Battleship, like most big-budget special effects
extravaganzas about invaders from outer space, opens with trite, meaningless
scenes establishing character – or, more accurately, caricature. Taking place in
Hawaii, we meet brothers Alex and Stone Hopper (Taylor Kitsch and Alexander
Skarsgård), the former a reckless and unmotivated slacker, the latter an officer
in the United States Navy. Alex tries to impress the girl of his dreams,
Samantha Shane (Brooklyn Decker), by breaking into a convenience store for a
chicken burrito. This results in him getting tasered and arrested. Although this
does adequately get Samantha’s attention (the two immediately fall in love), it
lands him in hot water with his fed-up brother, who forces him to enlist in the
Navy under the command of Samantha’s father, Admiral Shane (Liam Neeson). Alex
has talent, and yet he continually wastes it with his antiauthoritarian
behavior.
As this is being established, we learn that NASA has discovered a planet
beyond our solar system with a climate virtually identical to Earth’s. Believing
it could contain intelligent life, a communications array capable of sending a
signal up towards an orbiting satellite is set up on one of the Hawaiian
islands. One of the scientists, who factors into the story later on, remains
pessimistic: “It’ll be just like Columbus and the Indians. And we’re the
Indians.” Sure enough, five alien ships arrive in response to NASA’s signal. One
crash lands in Hong Kong, causing glorious destruction. The other four land in
the waters just off the coast of Hawaii, where RIMPAC naval exercises are
underway. One of the ships, a monstrous robot entity, encapsulates the entire
state of Hawaii and several battleships under a dome-like force field. Admiral
Shane is trapped outside, whereas Alex and Stone are trapped within.

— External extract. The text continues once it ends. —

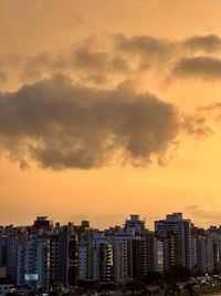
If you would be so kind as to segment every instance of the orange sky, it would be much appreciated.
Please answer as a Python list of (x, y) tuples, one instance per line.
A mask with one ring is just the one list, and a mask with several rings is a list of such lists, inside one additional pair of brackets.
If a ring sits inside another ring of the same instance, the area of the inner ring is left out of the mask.
[(138, 213), (152, 228), (169, 212), (220, 224), (220, 10), (2, 0), (0, 224), (106, 227)]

And so begins scene after scene of relentless alien attacks and human
resistance. I won’t describe the bountiful displays of extraterrestrial
technology. The ads have done a pretty good job of that already. For the first
time, Alex must be in command. Part of this involves learning to get along with
a rival Japanese officer (Tadanobu Asano), who eventually comes up with the idea
of tracking the alien vessels’ movements with strategically placed tsunami
buoys. Meanwhile, on mainland, we learn that Samantha is a physical therapist
for wounded soldiers. Her newest patient, an embittered amputee with prosthetic
legs (real-life amputee and Army veteran Gregory D. Gadson), are hiking on a
hill on Oahu when the invasion begins; they team up with the aforementioned
scientist and try to stop the aliens from reaching the communications array. The
aliens themselves are tall, bipedal beings with catlike eyes and pale skin.

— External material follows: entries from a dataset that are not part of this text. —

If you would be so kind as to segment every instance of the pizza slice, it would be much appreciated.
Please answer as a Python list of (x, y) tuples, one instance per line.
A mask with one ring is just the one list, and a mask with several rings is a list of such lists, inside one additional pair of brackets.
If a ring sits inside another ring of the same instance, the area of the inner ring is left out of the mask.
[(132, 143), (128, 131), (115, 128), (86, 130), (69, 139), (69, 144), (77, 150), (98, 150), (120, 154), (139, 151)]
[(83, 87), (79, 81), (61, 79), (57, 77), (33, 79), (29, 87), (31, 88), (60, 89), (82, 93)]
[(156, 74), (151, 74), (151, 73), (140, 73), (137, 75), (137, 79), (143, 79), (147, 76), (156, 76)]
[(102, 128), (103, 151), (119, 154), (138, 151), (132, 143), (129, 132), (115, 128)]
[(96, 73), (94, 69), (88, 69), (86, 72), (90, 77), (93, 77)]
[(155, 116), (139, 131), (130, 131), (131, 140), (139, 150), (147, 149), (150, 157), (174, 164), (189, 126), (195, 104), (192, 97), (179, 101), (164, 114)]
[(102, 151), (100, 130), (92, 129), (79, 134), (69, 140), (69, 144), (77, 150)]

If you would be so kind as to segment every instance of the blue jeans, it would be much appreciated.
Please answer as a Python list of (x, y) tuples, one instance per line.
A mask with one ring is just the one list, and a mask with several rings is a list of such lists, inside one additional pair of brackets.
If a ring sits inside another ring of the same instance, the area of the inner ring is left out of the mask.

All will eventually depend on the museum ship USS Missouri and a mighty band
of retired Navy veterans who, despite being geriatric, are still patriots
through and through. This is depicted in an inappropriately humorous light, as
if having served your country was something to be mocked instead of revered.
Indeed, the story is a bit too dependent on comedy relief. We have, for example,
Rihanna as the badass weapons expert, who contributes nothing apart from
military posturing. We also have a subplot involving Alex being afraid to ask
Admiral Shane for his daughter’s hand in marriage. Oh, and just in case you were
wondering, yes, a couple of battleships do in fact founder. No, at no point does
anyone shout, “You sunk my battleship!” Considering the game Battleship
is based on, that was one detail the filmmakers probably shouldn’t have omitted.